SPECIAL OFFER (USA Only): today and tomorrow (April 27th/28th) Barnes and Noble are running a special 25% off promotion on pre-orders of books with voucher code PREORDER25. This includes Season of Skulls, so if you want it and haven't ordered a paper copy yet, B&N is a good bet. Here's their page for Season of Skulls.

So, just to avoid the threat of silence, here's a little hyper-local author-specific news.
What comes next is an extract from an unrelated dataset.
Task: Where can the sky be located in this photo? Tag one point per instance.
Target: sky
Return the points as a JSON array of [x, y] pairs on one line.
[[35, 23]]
Firstly, Season of Skulls should be in shops in the next few weeks! While the official publication dates are the 16th (in the USA) and the 18th (in the UK), physical hardcovers now exist—at least of the British edition from Orbit: my author copies arrived. (The US hardcovers are probably in transit.) Audiobook versions are in the works but may not surface until some time after the physical publication date—work on recording the audio edition doesn't start until the page proofs of the print edition are signed off on (because that's what they're based off of).

Next up: I don't have a publication date yet, but the next book after Season of Skulls will be back to the Laundry Files proper with A Conventional Boy—a short novel about Derek the DM, the Satanic D&D Panic of the 1980s and its long-term consequences, and, oh, more Iris Carpenter. Forthcoming some time in 2024 from Orbit and Tor.com.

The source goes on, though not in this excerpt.